Latent diffusion and Stable Diffusion. The same Heidelberg/CompVis group built directly on the VQGAN autoencoder to create latent diffusion. In "High-Resolution Image Synthesis with Latent Diffusion Models" (Robin Rombach, Andreas Blattmann, Dominik Lorenz, Patrick Esser, and Bjorn Ommer, CVPR 2022), they reused a VQGAN-style perceptual-plus-adversarial autoencoder to compress images into a compact latent space and then ran a diffusion model in that latent space rather than an autoregressive Transformer. This made high-resolution text-to-image generation efficient and became the basis of Stable Diffusion, released in 2022 [6][7]. In this sense VQGAN is the architectural ancestor of latent diffusion: the autoencoder is essentially the same idea, with diffusion swapped in for the autoregressive prior.
Discrete image tokens and autoregressive generation. VQGAN cemented the paradigm of treating images as sequences of discrete tokens produced by a learned tokenizer, which a sequence model then generates. This tokenizer-plus-sequence-model recipe underlies a broad class of later systems: autoregressive token models in the DALL-E lineage such as DALL-E and its successor DALL-E 2, Google's Parti, the masked-token (non-autoregressive) approach of MUSE, and later refinements of visual autoregressive modeling such as VAR. Google's own "Vector-quantized Image Modeling with Improved VQGAN" (ViT-VQGAN, 2021) replaced the convolutional backbone with a Vision Transformer and improved the codebook, underscoring how central the VQGAN tokenizer had become to autoregressive image generation [3][8].
VQGAN is best understood as VQ-VAE with a better-trained autoencoder. The Vector Quantized Variational Autoencoder, introduced by Aaron van den Oord, Oriol Vinyals, and Koray Kavukcuoglu in 2017, established the core machinery: a convolutional encoder, a learned discrete codebook with nearest-neighbor quantization, straight-through gradients, and a convolutional decoder, with an autoregressive prior (originally PixelCNN-style) learned over the discrete codes in a second stage [1].
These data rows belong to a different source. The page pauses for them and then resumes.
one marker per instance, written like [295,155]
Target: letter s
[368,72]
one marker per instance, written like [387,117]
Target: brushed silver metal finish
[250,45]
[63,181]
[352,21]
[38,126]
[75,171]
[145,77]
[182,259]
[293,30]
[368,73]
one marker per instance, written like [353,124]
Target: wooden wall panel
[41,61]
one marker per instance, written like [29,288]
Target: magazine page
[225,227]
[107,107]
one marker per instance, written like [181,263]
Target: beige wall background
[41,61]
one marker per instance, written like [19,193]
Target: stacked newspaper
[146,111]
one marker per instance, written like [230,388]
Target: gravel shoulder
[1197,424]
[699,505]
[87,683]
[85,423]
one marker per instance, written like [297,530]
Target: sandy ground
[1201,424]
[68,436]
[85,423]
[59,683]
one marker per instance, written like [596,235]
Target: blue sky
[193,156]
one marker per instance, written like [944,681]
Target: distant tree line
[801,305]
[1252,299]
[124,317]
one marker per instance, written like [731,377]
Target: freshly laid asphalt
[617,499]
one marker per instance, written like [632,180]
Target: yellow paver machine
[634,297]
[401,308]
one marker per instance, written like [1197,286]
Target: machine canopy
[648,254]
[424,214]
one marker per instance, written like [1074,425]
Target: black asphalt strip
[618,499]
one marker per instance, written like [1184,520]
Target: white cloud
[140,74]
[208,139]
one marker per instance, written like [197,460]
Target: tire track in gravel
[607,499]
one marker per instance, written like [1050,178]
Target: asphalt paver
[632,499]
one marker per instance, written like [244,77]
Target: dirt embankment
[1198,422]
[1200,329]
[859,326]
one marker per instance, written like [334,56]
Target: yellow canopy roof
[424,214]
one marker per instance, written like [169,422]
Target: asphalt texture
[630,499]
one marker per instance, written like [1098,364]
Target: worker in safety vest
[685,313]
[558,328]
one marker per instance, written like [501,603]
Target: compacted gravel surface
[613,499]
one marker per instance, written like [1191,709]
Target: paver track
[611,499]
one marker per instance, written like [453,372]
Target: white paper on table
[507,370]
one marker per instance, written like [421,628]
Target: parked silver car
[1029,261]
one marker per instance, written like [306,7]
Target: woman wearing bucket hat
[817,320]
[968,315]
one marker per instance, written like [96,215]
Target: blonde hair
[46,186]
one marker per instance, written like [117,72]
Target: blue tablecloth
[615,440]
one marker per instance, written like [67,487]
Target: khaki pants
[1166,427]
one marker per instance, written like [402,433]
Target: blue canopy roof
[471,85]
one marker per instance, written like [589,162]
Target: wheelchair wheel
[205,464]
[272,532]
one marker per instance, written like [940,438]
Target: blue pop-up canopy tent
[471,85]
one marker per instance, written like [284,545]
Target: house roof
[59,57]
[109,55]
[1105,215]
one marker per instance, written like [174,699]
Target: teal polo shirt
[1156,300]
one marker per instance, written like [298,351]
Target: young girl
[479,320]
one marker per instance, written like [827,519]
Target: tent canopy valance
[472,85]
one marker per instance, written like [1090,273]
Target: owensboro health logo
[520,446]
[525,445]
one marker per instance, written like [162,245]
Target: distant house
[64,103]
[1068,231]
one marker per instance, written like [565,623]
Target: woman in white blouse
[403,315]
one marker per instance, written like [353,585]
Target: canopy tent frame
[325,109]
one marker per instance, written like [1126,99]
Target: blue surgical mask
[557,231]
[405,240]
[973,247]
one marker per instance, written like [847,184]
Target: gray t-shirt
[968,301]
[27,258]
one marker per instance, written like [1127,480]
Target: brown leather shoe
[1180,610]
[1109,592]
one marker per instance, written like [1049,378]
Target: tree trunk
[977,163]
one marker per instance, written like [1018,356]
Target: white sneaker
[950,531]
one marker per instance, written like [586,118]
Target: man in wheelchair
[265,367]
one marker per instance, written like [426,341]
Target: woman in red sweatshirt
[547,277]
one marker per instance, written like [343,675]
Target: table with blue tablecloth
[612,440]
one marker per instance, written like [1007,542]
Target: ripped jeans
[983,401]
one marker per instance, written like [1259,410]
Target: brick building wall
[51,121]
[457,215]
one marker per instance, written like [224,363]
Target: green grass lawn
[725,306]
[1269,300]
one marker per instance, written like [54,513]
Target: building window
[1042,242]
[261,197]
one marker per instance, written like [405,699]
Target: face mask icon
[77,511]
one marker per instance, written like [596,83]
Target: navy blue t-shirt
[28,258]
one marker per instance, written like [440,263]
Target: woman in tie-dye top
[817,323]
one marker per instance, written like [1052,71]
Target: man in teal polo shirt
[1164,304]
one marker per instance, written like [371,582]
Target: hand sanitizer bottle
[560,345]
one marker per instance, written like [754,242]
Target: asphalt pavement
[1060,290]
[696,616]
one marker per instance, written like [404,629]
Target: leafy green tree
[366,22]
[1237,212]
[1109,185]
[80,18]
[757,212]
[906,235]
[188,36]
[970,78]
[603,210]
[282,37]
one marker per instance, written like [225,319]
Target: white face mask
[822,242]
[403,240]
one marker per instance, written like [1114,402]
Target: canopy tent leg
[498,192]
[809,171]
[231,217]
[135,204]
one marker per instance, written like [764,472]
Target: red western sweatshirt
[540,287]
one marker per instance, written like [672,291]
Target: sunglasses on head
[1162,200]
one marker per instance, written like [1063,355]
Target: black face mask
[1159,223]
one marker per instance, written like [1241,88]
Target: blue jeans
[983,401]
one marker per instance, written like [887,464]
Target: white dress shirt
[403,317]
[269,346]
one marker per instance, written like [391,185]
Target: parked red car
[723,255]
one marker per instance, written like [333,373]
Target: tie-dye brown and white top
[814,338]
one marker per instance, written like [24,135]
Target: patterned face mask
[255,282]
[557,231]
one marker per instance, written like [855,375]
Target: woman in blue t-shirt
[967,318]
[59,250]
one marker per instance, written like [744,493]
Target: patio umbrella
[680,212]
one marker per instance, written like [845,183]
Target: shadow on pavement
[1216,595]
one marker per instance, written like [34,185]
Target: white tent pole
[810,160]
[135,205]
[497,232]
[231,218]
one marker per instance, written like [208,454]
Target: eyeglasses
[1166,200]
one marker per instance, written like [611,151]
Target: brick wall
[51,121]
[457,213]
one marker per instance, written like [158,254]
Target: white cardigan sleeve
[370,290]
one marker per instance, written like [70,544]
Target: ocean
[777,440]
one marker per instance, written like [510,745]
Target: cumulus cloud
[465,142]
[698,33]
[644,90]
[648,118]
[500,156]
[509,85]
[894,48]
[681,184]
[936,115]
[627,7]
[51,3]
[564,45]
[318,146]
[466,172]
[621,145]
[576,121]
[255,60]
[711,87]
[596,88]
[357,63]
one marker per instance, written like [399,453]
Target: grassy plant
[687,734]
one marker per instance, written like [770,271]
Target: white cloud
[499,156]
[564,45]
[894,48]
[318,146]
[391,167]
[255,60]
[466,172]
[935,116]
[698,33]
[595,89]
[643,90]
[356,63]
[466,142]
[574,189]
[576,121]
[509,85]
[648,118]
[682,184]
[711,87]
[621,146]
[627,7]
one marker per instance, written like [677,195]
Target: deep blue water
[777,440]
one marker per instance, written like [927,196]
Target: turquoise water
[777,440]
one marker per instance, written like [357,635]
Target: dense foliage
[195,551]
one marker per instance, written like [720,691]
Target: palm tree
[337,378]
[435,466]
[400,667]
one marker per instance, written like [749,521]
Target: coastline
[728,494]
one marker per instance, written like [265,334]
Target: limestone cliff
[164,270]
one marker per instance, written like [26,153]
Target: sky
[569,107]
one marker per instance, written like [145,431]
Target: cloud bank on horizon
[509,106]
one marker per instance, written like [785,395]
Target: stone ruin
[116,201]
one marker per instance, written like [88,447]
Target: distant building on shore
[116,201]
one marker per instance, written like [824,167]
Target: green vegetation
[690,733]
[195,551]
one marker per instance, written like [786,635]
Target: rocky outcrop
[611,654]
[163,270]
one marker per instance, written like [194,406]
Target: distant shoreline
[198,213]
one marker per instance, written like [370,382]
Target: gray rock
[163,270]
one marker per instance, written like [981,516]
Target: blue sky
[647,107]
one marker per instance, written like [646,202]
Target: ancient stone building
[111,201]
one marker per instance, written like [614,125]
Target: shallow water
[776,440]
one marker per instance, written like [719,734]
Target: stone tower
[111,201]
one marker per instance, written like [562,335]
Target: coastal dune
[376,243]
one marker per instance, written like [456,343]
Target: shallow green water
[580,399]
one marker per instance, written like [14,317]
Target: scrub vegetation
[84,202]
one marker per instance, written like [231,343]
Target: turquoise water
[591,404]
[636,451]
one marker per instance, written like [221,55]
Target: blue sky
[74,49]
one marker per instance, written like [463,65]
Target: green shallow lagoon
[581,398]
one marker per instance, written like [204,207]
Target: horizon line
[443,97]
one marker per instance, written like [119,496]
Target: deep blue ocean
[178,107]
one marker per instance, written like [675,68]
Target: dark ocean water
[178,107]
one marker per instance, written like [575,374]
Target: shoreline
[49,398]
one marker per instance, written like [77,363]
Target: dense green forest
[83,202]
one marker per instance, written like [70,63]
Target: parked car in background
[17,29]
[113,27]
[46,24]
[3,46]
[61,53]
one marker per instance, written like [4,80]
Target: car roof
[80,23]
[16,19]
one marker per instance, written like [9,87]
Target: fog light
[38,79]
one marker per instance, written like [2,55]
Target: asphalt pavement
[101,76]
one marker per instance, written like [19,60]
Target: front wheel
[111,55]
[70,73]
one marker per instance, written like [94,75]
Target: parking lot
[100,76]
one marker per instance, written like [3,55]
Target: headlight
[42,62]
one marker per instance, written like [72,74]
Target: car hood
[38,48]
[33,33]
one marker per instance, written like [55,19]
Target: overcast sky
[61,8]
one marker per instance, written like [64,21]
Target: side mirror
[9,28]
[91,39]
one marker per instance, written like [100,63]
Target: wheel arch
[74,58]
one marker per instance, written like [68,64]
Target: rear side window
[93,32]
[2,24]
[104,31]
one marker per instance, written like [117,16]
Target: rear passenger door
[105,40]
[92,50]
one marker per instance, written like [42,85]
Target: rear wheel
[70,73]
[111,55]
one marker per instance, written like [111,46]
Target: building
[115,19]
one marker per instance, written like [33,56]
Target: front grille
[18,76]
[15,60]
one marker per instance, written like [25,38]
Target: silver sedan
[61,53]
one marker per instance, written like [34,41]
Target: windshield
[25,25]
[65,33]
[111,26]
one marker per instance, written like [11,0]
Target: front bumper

VQGAN keeps this two-stage structure but changes two things. First, the stage-1 objective: instead of a pixel-space reconstruction loss, VQGAN trains the autoencoder with a perceptual (LPIPS) loss and a patch-based adversarial loss, which yields sharper reconstructions at much higher compression and a perceptually richer codebook. Second, the stage-2 prior: VQGAN replaces the convolutional autoregressive prior with a powerful GPT-2-style Transformer, and adds sliding-window attention to reach high resolutions [1][3]. Those two changes (an adversarially trained tokenizer and a Transformer prior) are precisely what let the discrete-codebook approach scale from the modest images of VQ-VAE to high-resolution, semantically controllable synthesis, and what made the codebook idea durable enough to seed both the autoregressive image-token line and the latent-diffusion line that followed.